Zhenya smiles, catches Sid’s hand, and sucks the last finger into his mouth, tasting sweetness, but then a hint of salt. “Me too.”

Sid looks toward the window and sighs. “I should go home, but I don’t want to.”

“So don’t.” Zhenya shrugs.

“It might not work. This—thing. Us. I mean,” says Sid, fiddling with the blanket on the back of the couch, “you could decide I’m not what you want. Or we’ll just be too busy and drift apart.”

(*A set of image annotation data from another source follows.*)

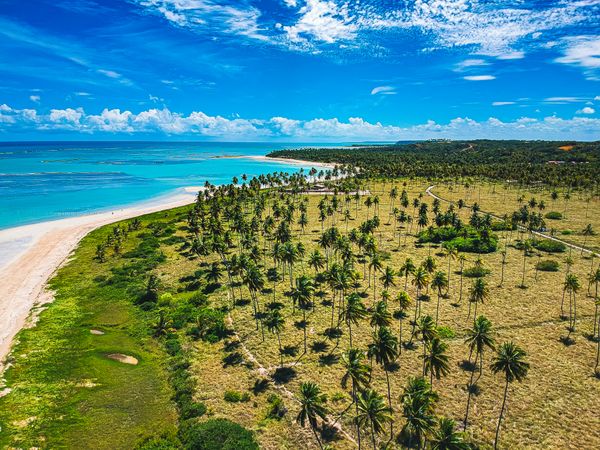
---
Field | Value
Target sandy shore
[0,186,203,371]
[218,155,335,170]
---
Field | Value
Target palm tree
[342,348,371,448]
[564,273,580,333]
[265,309,285,367]
[400,258,416,290]
[431,270,448,325]
[491,342,529,449]
[291,275,315,353]
[464,316,496,430]
[400,377,438,448]
[429,417,472,450]
[371,300,392,328]
[356,389,392,450]
[367,327,398,418]
[412,266,429,334]
[519,241,532,289]
[340,292,369,348]
[296,381,327,448]
[467,278,489,320]
[423,337,450,386]
[394,291,411,353]
[581,223,595,255]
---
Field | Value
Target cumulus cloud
[371,86,396,95]
[0,104,600,142]
[577,106,596,114]
[463,75,496,81]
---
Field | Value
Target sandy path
[0,186,202,372]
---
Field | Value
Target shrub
[531,239,567,253]
[267,394,287,420]
[463,266,490,278]
[223,391,250,403]
[179,419,259,450]
[535,259,558,272]
[545,211,562,220]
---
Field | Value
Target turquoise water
[0,142,338,229]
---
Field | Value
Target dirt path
[425,184,598,256]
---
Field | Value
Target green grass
[0,209,176,449]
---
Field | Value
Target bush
[463,266,490,278]
[545,211,562,220]
[223,391,250,403]
[531,239,567,253]
[535,259,558,272]
[267,394,287,420]
[179,419,259,450]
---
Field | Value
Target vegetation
[0,143,600,449]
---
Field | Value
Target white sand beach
[0,186,203,372]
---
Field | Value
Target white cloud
[556,36,600,69]
[0,105,600,142]
[371,86,396,95]
[463,75,496,81]
[282,0,358,44]
[544,97,584,103]
[577,106,596,114]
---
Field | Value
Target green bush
[463,266,490,278]
[545,211,562,220]
[535,259,558,272]
[531,239,567,253]
[223,391,250,403]
[179,419,259,450]
[267,394,287,420]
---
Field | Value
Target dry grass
[163,181,600,449]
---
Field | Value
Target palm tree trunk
[494,379,508,450]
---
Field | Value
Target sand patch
[106,353,138,366]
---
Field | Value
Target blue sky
[0,0,600,141]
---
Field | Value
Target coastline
[0,186,204,373]
[0,155,335,374]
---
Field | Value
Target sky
[0,0,600,142]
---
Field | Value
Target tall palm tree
[342,348,371,449]
[464,316,496,430]
[371,300,392,328]
[291,275,315,353]
[367,327,398,418]
[429,417,472,450]
[394,291,411,353]
[411,266,429,339]
[423,337,450,386]
[467,278,490,320]
[340,292,369,348]
[400,377,438,448]
[491,342,529,449]
[356,389,393,450]
[296,381,327,448]
[431,270,448,325]
[400,258,416,290]
[265,309,285,367]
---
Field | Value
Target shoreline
[0,186,204,373]
[0,155,335,374]
[213,155,336,170]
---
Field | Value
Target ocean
[0,142,348,229]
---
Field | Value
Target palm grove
[90,149,600,449]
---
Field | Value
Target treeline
[268,140,600,188]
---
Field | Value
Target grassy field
[0,180,600,449]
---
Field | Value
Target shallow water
[0,142,338,229]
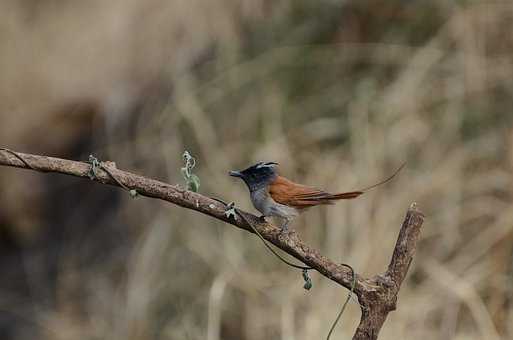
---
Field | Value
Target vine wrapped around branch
[0,148,424,340]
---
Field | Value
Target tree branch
[0,149,424,339]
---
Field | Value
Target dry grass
[0,0,513,340]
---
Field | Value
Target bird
[229,162,405,231]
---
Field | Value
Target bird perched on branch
[229,162,404,231]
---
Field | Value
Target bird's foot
[280,221,290,235]
[224,202,237,218]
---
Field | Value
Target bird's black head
[230,162,278,191]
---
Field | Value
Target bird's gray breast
[250,188,298,219]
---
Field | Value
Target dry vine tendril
[181,151,200,192]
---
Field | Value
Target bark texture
[0,149,424,340]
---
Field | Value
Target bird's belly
[251,191,299,220]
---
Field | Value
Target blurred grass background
[0,0,513,340]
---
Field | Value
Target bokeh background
[0,0,513,340]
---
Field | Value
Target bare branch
[0,149,424,339]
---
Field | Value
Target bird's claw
[224,202,237,218]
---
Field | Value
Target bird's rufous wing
[269,176,363,209]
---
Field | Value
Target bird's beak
[229,170,242,177]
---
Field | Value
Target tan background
[0,0,513,340]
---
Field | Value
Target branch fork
[0,148,424,340]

Zhenya loves every weird and wonderful and beautiful thing he’s learned about Sid since the beginning. Even when he was just the Borscht Guy, he was charming. Each bit of Sid is endearing, even the things that annoy the shit out of Zhenya. He still wants to know more. He won’t ever grow tired of it. “Maybe,” he allows, “but it’s worth trying.”

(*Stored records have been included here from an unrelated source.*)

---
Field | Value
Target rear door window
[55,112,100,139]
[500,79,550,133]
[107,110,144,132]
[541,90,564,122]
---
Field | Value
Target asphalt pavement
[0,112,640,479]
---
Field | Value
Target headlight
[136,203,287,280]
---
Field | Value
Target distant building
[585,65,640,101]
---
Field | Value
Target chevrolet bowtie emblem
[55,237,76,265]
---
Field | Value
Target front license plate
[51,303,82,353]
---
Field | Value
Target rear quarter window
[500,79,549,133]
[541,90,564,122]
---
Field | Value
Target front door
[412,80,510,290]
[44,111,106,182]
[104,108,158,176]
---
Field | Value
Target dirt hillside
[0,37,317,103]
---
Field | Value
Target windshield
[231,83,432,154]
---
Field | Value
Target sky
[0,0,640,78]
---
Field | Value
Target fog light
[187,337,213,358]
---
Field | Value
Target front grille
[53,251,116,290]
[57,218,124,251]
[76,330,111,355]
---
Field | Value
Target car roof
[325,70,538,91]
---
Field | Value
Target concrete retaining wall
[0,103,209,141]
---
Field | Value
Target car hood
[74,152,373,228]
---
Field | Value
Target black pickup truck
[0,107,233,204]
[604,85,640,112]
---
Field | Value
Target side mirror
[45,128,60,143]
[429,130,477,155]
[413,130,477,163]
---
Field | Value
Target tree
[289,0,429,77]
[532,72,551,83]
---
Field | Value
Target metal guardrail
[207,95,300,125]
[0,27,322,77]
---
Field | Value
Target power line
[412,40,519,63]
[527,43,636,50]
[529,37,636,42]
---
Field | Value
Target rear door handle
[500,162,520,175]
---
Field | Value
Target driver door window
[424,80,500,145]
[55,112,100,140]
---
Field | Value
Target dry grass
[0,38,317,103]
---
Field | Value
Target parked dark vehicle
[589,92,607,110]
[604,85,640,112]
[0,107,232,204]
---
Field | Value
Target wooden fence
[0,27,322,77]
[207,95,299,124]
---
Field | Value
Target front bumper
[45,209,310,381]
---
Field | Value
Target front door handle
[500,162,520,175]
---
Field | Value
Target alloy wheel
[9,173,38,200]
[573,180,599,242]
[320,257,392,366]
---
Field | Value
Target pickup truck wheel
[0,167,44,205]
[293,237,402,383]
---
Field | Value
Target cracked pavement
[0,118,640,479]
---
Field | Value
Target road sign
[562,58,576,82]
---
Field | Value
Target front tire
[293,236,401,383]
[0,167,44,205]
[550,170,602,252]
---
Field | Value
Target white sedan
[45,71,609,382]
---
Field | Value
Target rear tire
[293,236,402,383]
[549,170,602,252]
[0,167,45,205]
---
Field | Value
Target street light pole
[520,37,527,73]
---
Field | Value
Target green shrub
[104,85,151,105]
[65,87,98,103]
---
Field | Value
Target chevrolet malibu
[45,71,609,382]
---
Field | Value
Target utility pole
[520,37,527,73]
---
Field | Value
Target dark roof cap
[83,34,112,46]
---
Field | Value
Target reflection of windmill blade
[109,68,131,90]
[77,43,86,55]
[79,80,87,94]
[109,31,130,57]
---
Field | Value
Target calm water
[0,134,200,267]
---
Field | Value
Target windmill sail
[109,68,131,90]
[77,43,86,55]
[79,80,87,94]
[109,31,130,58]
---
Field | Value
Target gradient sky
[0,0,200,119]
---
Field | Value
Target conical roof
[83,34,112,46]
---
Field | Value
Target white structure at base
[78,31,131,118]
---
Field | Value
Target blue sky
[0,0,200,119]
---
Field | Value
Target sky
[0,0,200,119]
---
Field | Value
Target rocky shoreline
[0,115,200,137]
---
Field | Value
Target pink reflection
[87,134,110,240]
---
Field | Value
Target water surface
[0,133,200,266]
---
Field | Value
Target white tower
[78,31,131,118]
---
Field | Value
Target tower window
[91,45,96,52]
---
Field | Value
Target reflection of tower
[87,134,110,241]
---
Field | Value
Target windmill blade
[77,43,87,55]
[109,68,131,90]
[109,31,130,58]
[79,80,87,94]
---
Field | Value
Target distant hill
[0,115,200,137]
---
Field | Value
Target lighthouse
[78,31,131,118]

“I think you’re right,” Sid says. He tilts his head, then, and leans in again for another sweet kiss.

* * *

**Pittsburgh Post-Gazette, October 21st, 2017**

_Mama Malkin’s Famous Borscht_

By Sidney Crosby

5/5 Stars

It’s perhaps unfair that the last thing I review for this newspaper is something that is not available to the general public.

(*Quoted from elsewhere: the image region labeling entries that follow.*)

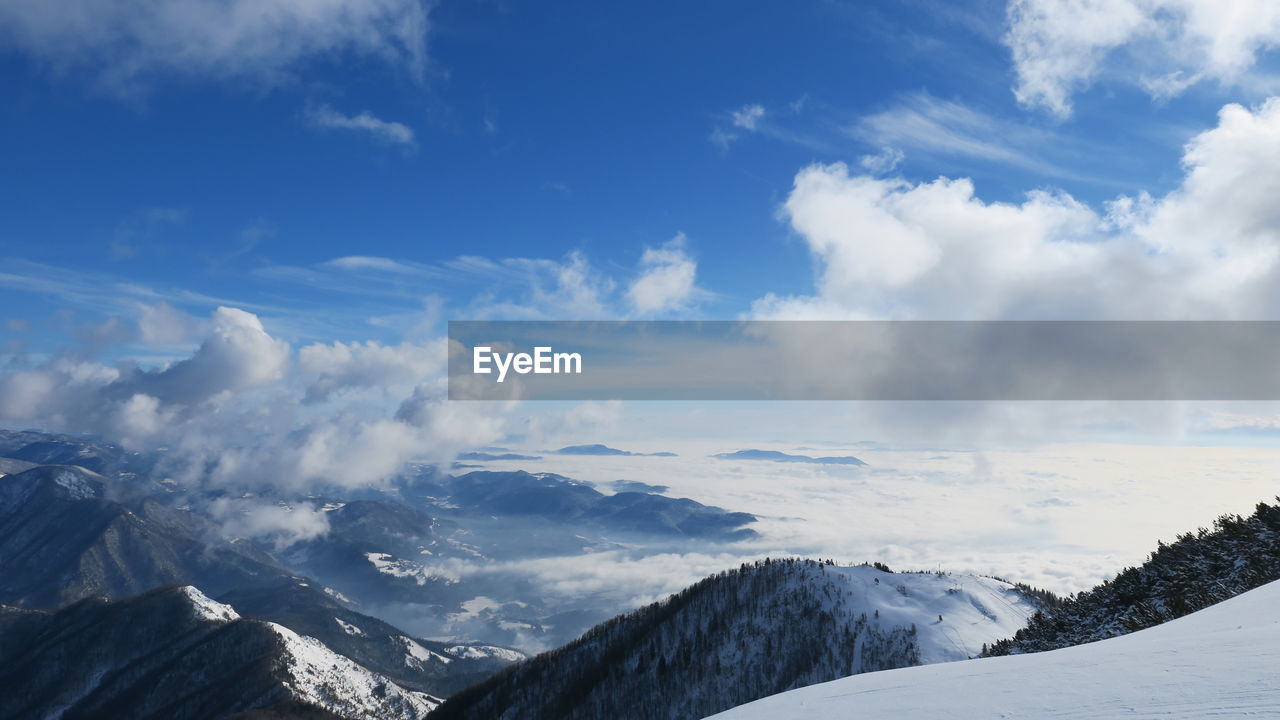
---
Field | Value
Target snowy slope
[827,565,1037,665]
[716,582,1280,720]
[433,560,1036,720]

In reviewing the new and hopeful restaurants of Pittsburgh, I have endeavored to go in as a regular customer. This ensures that I am treated the way the same way that readers would be. Today’s review is the only exception, and I flexed my own special status to bring Gazette readers this exclusive review.

Mama Malkin’s borscht comes shipped from a little steel town in Russia called Magnitogorsk, a place with few options for a young person looking to make a name for themself.  Remnants of the Soviet era cling to the houses and roads like a persistent rust. There, in a tiny apartment, lives a couple who have been together through both of their children growing up and moving far, far away. In this apartment is a special kitchen that defies the smoky gloom of the town.

The recent American tradition of the Social Media Age is to prize presentation over flavor, but this is a soup which has traveled a great distance and—despite being frozen and thawed—defies expectations. It is a soup that doesn’t invoke Instagramability, or glossy magazine spreads. It seeks only to remind you of that kitchen in a cramped Magnitogorsk apartment, and the history that swells there. Pretension doesn’t plague this dish, and therefore what remains is the flavor that no professional chef can hope to replicate: home.

I am sorry to report that you can’t find Mama Malkin or her borscht in Pittsburgh, but you’re welcome to search for her youngest prodigy, who chefs at the restaurant with the neon bowl flickering over the door, and who dared to give this reviewer a second chance at a first impression.

Thank you, readers, for supporting this column for so many years. As always, _bon appetit_.